Heart Foundation health promotion co-ordinator Joanne Arthur said the foundation's push for healthy canteen food was made more difficult when the Government scrapped regulations in 2009 mandating healthy food for canteens.
Ms Arthur said St Hilda's Collegiate, which is to be awarded a Heart Start certificate in recognition of its comprehensive healthy food programme, helped disprove a "misconception" healthy food was more expensive.
Although healthy food took longer to prepare, meaning schools faced higher overheads, costs levelled out if the canteen was well run, including buying food in season.
She said the school's canteen manager, caterer Nickee Tamati, had a "food conscience" which showed in the canteen menu.
Food was hearty but low-fat, seasonal, made from scratch rather than processed, used free-range eggs, and free-range meat where possible.
Ms Arthur said Dunedin canteens were a "mixed bag", and there were good things happening in other high schools, too.
However, healthy food had slipped down the priority list for some principals and school administrators.
It was disappointing a typical canteen lunch for some Dunedin school pupils was pies, soft drinks, and large, chocolate-chip biscuits.

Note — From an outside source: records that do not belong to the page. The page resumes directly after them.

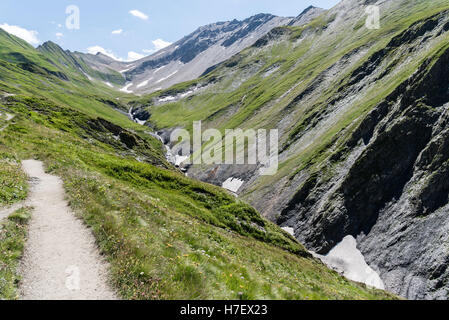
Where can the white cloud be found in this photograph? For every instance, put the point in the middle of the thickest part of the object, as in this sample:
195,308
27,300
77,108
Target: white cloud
29,36
159,44
98,49
139,14
133,56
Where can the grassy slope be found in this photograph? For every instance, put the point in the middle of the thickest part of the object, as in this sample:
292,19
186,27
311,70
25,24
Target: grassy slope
261,101
13,232
168,237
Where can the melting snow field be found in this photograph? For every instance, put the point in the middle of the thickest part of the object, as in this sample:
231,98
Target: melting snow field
144,83
289,230
125,88
169,76
346,259
233,184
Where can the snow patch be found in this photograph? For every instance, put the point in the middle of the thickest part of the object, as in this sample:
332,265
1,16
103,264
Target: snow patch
169,76
289,230
125,88
233,184
144,83
126,70
346,259
158,69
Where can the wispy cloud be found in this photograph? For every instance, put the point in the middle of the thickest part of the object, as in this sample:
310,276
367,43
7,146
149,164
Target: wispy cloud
98,49
159,44
139,14
29,36
132,56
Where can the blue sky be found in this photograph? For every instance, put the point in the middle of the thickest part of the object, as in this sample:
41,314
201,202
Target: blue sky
141,26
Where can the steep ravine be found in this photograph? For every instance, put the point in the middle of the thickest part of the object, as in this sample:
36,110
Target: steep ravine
394,198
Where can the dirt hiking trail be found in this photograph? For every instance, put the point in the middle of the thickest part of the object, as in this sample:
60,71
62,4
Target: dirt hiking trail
61,260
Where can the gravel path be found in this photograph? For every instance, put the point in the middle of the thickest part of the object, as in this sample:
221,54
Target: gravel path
61,260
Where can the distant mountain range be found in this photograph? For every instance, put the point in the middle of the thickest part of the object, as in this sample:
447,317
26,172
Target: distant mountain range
184,60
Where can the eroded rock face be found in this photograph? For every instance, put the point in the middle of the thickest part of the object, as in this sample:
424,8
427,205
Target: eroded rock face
394,196
386,184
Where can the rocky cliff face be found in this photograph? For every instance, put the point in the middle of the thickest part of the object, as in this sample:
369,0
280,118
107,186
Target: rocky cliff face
362,117
196,53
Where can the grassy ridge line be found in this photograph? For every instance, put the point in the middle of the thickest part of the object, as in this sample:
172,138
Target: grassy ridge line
13,233
166,236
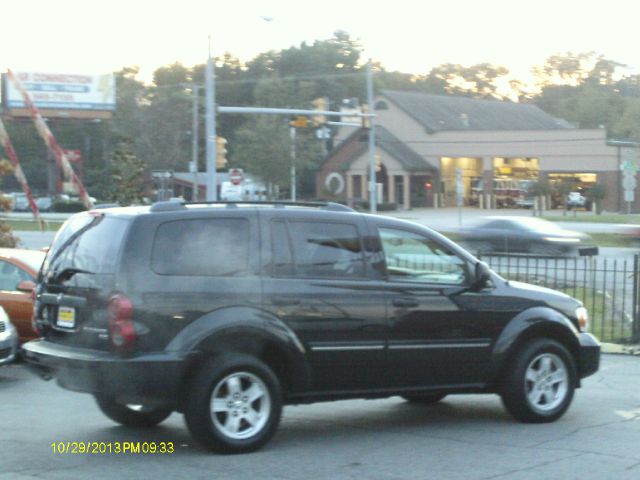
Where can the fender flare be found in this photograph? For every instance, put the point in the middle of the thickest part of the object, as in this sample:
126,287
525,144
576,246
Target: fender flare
536,322
248,325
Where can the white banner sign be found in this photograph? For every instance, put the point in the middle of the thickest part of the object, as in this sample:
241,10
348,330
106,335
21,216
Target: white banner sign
63,91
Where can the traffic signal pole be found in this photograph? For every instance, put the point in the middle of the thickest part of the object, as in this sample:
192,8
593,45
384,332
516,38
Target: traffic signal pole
292,135
373,187
210,122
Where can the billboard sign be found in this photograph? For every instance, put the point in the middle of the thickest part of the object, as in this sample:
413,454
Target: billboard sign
62,95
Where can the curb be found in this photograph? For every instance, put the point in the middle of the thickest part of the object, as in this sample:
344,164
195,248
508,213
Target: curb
620,349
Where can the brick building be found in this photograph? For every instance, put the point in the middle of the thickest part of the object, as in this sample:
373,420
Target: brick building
498,148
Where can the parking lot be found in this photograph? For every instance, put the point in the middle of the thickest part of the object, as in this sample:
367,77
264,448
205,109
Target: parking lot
464,437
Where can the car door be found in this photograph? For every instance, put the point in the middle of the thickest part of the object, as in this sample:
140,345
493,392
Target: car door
318,283
438,331
16,303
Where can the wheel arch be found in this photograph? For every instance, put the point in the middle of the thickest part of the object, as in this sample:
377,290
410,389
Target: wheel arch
538,322
247,331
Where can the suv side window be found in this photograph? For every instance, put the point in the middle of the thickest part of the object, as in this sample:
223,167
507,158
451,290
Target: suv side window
206,247
416,258
11,276
316,249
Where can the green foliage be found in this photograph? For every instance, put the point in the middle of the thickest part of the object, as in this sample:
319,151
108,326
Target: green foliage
127,176
585,89
62,206
264,149
7,239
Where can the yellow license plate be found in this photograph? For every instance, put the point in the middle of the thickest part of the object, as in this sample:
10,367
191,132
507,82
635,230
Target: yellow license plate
66,317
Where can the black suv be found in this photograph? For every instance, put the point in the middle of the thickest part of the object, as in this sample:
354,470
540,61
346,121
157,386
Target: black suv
226,312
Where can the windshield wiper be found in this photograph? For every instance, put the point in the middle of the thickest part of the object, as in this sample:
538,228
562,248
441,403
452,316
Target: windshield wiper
66,273
69,241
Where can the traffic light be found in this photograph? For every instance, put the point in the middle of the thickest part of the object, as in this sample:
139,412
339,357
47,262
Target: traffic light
366,121
299,121
221,152
321,105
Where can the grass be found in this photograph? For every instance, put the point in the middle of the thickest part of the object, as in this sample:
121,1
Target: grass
32,226
587,217
600,239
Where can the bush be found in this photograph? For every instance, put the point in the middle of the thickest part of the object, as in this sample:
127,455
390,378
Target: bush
62,206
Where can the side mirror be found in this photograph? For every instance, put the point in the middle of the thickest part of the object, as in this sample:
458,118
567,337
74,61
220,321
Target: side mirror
26,286
481,277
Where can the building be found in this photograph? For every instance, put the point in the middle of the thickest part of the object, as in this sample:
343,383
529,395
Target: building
429,147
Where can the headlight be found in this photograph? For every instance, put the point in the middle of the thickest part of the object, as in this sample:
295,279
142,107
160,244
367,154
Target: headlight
583,318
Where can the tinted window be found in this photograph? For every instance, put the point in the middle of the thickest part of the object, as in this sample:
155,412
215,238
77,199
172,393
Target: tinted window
208,247
281,249
88,242
11,276
322,250
413,257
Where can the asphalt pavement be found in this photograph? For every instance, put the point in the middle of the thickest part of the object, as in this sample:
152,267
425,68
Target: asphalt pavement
467,437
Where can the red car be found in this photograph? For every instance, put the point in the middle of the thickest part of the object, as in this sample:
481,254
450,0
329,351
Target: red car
18,272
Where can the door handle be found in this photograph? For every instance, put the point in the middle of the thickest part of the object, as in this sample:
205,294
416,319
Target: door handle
405,302
282,301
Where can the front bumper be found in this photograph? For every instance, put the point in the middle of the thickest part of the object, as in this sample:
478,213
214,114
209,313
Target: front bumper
147,378
8,347
589,355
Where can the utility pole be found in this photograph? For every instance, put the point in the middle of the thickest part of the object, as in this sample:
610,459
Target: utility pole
372,144
292,135
194,143
212,181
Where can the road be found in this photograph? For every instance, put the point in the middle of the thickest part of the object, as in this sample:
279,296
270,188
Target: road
465,437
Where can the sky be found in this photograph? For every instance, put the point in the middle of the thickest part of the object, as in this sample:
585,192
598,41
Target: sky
91,37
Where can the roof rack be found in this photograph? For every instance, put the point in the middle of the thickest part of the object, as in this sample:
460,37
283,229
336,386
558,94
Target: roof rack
173,205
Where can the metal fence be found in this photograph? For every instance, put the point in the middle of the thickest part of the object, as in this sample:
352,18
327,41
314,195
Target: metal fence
608,287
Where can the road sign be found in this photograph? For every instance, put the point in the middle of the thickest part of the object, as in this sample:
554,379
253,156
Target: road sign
459,188
629,182
236,176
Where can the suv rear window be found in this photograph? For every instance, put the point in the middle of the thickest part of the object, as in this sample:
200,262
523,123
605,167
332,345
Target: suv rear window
316,249
88,241
206,247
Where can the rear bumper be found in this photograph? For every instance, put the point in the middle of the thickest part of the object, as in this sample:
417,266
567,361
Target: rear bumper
589,355
147,378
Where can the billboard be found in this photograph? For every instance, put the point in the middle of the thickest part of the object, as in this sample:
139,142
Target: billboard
62,95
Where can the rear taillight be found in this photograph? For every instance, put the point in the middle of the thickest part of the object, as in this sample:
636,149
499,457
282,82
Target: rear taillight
34,314
121,326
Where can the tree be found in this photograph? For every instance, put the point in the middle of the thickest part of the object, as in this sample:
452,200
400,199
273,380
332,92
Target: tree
264,149
483,80
7,240
127,176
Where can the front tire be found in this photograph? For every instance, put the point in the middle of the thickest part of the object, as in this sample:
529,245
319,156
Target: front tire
539,386
234,404
137,416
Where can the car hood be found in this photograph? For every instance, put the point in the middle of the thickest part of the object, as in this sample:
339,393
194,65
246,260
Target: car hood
553,298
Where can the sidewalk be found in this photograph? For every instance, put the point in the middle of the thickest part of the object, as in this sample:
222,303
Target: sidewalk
621,349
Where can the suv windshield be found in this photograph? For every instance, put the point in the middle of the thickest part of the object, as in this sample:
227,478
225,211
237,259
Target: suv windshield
86,242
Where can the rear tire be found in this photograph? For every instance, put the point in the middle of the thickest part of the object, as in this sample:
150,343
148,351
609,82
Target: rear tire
426,399
132,415
539,386
234,404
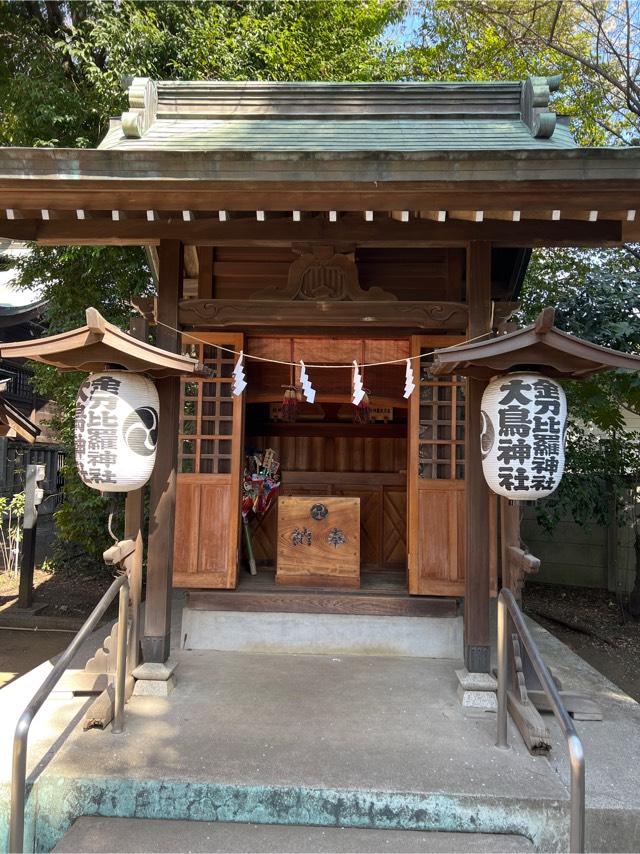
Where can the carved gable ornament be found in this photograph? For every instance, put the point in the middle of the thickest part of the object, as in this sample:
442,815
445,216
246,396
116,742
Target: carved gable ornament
321,274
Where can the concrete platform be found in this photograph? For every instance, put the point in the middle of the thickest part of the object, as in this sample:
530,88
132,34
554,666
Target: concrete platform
149,835
363,742
349,741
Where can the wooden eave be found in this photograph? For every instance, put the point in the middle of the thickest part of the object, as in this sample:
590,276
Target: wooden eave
99,344
540,345
12,420
511,198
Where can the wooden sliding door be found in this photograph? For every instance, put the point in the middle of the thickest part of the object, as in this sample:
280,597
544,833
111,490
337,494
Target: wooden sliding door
209,469
436,480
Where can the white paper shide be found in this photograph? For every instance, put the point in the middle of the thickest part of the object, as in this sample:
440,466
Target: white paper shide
522,438
116,430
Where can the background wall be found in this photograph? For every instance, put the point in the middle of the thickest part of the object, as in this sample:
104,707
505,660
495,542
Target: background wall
593,556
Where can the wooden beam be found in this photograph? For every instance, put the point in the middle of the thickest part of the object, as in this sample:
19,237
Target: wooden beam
229,313
282,231
205,272
157,622
477,647
133,526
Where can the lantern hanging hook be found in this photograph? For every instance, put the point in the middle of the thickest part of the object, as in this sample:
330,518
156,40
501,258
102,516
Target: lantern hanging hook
112,510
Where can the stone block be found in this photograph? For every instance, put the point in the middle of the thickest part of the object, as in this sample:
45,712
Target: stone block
484,701
154,687
476,681
155,670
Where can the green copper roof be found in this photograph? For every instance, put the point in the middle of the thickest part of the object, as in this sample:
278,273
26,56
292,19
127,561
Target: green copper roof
338,117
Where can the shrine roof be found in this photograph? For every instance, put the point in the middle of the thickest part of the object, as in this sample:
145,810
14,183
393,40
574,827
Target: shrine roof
12,421
539,345
337,117
98,344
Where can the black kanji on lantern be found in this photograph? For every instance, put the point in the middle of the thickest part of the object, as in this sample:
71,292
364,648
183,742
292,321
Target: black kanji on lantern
515,392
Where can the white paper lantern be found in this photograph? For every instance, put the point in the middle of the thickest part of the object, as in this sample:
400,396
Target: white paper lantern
116,430
522,437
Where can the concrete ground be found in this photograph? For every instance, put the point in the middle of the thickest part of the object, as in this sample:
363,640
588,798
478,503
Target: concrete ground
366,742
148,835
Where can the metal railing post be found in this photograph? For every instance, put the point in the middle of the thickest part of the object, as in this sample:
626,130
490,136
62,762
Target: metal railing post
20,738
502,739
576,764
507,606
121,659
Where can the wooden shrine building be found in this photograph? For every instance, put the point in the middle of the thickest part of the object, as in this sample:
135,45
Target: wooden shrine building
327,223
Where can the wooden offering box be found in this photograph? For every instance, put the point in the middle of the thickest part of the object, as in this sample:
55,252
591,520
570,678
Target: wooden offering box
318,541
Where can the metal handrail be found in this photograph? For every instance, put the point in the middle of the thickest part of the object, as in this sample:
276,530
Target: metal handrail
19,765
507,603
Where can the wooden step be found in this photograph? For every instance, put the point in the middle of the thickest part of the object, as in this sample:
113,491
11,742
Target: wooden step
322,602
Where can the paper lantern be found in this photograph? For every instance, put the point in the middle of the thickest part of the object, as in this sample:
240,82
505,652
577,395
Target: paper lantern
522,435
116,430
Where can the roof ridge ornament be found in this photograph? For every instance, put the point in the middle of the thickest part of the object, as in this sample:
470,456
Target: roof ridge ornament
536,93
143,107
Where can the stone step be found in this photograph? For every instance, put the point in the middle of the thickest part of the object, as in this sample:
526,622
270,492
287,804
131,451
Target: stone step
93,834
322,634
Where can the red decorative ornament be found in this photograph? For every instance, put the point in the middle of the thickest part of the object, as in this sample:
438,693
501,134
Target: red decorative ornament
292,396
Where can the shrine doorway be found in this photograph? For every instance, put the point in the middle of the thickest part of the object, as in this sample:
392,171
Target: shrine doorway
329,448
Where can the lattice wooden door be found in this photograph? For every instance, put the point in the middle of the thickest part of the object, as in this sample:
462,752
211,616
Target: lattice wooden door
209,470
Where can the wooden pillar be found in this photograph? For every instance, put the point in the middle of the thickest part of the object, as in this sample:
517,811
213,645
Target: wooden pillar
477,650
205,272
133,525
157,620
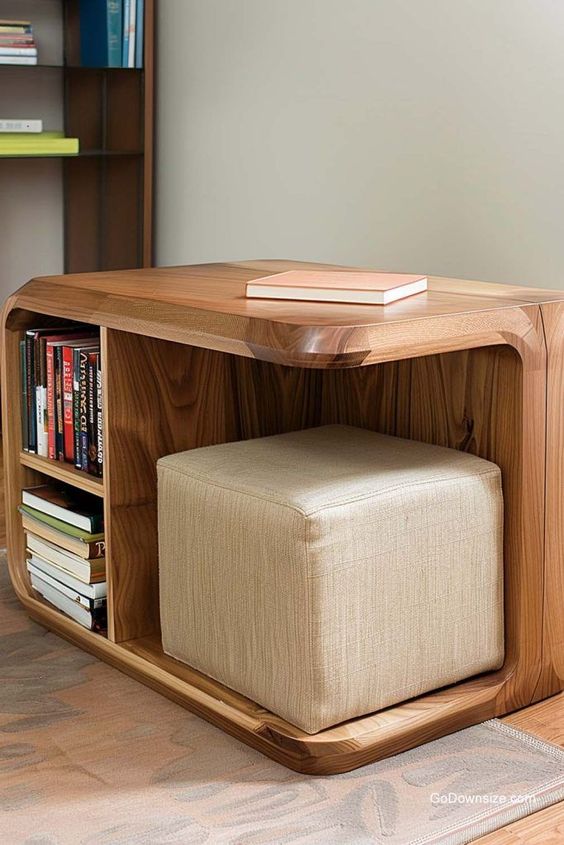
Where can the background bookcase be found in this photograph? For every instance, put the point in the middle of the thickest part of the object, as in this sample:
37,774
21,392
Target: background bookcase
97,205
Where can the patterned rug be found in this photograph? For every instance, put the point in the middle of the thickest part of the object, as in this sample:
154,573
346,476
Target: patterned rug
90,757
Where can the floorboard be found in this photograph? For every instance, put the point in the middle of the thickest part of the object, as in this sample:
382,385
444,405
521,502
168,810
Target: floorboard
545,720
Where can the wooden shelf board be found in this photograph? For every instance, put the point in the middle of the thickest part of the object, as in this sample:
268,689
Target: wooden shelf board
81,154
63,472
53,65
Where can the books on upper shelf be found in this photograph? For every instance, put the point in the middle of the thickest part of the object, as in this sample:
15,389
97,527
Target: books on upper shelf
83,544
17,44
111,33
337,286
61,374
37,144
77,508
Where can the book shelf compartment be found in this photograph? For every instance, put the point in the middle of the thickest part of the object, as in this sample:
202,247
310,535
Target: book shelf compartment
63,472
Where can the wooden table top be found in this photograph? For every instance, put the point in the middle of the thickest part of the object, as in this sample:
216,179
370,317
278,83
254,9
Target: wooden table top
205,305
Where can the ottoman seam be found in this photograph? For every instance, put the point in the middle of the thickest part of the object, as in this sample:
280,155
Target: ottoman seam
309,617
339,503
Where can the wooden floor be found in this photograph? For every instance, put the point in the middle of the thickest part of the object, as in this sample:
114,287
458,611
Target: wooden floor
545,720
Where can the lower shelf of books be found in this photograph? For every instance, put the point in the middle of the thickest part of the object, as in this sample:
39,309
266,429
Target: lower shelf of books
65,551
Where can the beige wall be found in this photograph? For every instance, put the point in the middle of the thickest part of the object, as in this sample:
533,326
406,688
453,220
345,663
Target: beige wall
31,196
423,135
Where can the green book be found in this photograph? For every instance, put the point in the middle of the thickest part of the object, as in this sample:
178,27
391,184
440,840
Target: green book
59,525
37,143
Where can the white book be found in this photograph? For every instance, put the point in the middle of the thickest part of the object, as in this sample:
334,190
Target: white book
18,51
18,60
75,596
76,566
41,420
62,602
14,124
347,286
49,570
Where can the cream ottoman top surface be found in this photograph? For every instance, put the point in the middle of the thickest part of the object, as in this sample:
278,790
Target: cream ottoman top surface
331,572
317,468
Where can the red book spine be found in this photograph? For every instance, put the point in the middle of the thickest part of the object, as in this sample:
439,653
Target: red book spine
68,423
52,449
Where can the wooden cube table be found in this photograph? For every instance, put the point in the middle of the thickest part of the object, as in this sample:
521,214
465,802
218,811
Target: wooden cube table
188,362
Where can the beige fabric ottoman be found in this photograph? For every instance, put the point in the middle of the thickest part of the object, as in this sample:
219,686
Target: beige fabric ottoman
331,572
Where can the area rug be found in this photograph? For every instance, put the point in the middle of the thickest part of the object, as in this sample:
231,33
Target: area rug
90,757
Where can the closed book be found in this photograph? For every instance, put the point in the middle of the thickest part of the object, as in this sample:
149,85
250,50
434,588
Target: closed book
12,124
59,421
37,338
51,402
84,544
101,26
68,421
82,510
14,26
23,375
337,286
95,620
69,585
37,143
139,33
30,393
99,421
89,571
18,60
125,34
17,51
93,358
71,337
83,407
132,32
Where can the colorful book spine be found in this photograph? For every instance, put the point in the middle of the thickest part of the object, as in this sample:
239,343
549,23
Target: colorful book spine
41,395
51,403
76,406
140,19
101,26
68,410
30,398
59,416
99,421
92,416
23,370
125,37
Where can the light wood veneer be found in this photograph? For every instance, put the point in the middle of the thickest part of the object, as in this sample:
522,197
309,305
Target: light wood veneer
189,362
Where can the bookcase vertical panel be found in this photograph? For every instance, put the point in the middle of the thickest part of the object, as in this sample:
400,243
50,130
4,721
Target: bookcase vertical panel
122,217
83,213
160,397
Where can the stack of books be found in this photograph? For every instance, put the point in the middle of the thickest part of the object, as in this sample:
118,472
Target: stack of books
17,44
66,551
111,33
61,380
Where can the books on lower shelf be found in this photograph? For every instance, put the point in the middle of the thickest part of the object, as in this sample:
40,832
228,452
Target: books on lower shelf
73,507
17,44
37,144
111,33
74,583
62,403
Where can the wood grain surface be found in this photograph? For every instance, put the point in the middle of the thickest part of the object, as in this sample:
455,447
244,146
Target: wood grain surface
204,305
467,369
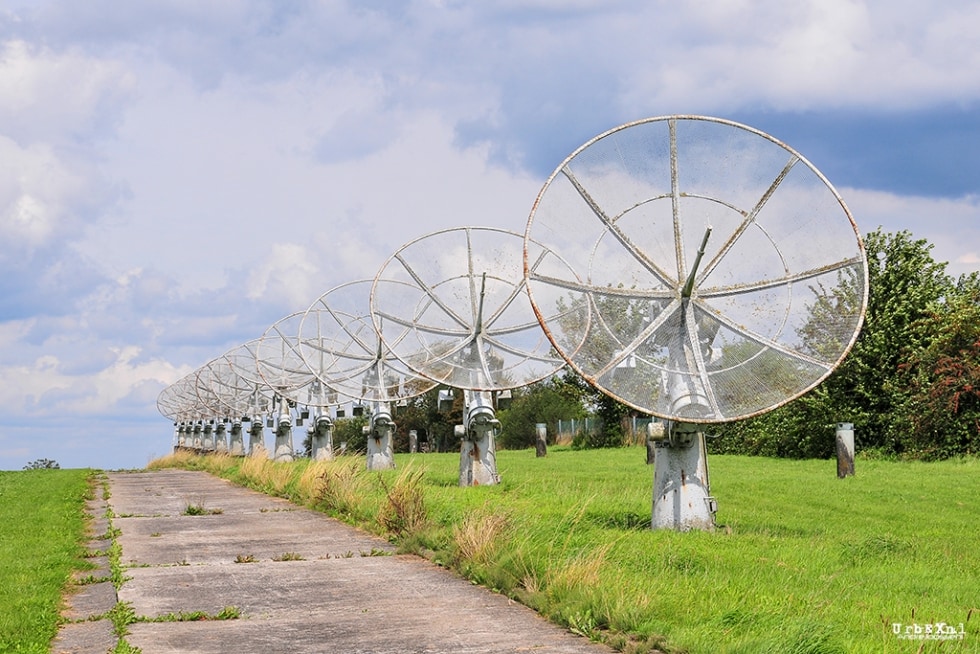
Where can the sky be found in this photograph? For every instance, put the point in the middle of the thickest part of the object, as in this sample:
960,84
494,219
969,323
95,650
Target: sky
177,175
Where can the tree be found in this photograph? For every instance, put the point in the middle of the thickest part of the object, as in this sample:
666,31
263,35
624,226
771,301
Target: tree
42,464
905,287
546,401
940,382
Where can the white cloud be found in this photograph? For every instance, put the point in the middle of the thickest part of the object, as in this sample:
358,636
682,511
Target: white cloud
185,174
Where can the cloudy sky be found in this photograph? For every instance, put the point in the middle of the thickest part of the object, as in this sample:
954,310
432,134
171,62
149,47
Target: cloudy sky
177,175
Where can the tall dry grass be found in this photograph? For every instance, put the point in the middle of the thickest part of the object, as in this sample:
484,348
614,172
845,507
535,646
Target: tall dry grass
403,510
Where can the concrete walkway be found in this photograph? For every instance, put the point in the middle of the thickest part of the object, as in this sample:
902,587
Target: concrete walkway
301,582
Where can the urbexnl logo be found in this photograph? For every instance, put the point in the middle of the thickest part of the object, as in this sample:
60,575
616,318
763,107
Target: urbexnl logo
928,631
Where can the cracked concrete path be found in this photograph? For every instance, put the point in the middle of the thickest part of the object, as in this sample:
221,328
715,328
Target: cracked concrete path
301,581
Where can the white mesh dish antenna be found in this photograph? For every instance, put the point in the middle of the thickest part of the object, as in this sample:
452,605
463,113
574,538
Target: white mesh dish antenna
452,306
279,362
337,329
719,274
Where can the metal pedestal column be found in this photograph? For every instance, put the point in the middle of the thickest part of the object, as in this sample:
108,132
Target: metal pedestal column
284,439
681,495
379,433
478,449
321,440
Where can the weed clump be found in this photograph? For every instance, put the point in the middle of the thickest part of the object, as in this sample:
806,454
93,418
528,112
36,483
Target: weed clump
403,509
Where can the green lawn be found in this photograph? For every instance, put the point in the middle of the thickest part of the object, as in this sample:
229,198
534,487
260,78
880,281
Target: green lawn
41,531
802,562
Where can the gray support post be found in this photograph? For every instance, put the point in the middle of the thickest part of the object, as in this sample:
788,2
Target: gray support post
256,438
221,438
321,439
478,449
197,441
845,450
284,439
237,445
681,497
541,439
379,433
181,437
207,438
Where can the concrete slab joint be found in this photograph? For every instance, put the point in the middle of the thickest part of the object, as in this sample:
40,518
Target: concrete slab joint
298,581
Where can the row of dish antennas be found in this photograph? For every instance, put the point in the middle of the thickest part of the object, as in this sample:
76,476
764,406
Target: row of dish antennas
696,269
447,309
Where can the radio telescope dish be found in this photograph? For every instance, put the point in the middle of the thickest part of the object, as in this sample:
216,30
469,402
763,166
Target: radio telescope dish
458,300
279,362
338,328
338,325
723,274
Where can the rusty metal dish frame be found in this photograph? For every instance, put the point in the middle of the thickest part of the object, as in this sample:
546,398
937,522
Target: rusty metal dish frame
719,274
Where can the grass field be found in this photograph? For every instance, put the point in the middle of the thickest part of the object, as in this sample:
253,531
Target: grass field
802,562
41,531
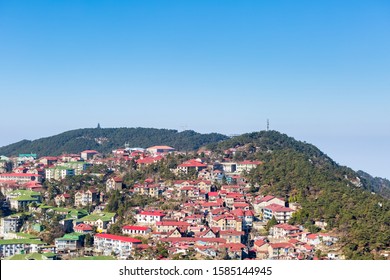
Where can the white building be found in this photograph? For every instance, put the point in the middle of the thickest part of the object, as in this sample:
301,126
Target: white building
149,217
114,244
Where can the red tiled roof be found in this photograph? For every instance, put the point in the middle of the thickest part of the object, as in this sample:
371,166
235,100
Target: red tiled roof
135,228
286,227
249,162
117,237
152,213
281,245
260,242
172,223
312,236
278,208
19,175
249,213
90,152
266,198
83,227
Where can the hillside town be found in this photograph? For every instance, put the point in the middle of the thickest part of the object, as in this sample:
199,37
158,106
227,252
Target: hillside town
154,203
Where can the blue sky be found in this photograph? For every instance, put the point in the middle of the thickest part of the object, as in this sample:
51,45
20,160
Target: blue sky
319,70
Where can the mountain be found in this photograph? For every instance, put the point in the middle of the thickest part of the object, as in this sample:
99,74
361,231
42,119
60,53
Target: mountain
375,184
106,139
328,192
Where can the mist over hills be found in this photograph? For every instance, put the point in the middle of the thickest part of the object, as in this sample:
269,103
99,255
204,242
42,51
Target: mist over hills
105,140
355,204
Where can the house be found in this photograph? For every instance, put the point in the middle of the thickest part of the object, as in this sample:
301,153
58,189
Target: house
152,190
83,228
226,222
136,230
247,165
149,217
85,198
10,247
234,250
20,177
261,202
229,167
249,217
114,183
280,250
61,199
58,173
69,242
20,199
167,226
261,248
101,221
312,239
109,244
155,150
283,230
281,213
194,165
231,236
142,162
11,224
88,154
48,160
78,166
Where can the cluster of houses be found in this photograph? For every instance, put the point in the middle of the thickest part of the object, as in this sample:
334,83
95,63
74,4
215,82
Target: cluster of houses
218,215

A meal comprising these elements had nearly double the kilojoules needed for lunch by a teenager at school.
Last Friday, the University of Otago hosted an obesity seminar which was addressed by Green, Labour, and National MPs.
National MP Michael Woodhouse said compulsion in school canteens did not work, as pupils bought unhealthy food elsewhere.
Nutrition and diabetes expert Prof Jim Mann said he hoped research on canteen food would be carried out to ascertain the effects of the change.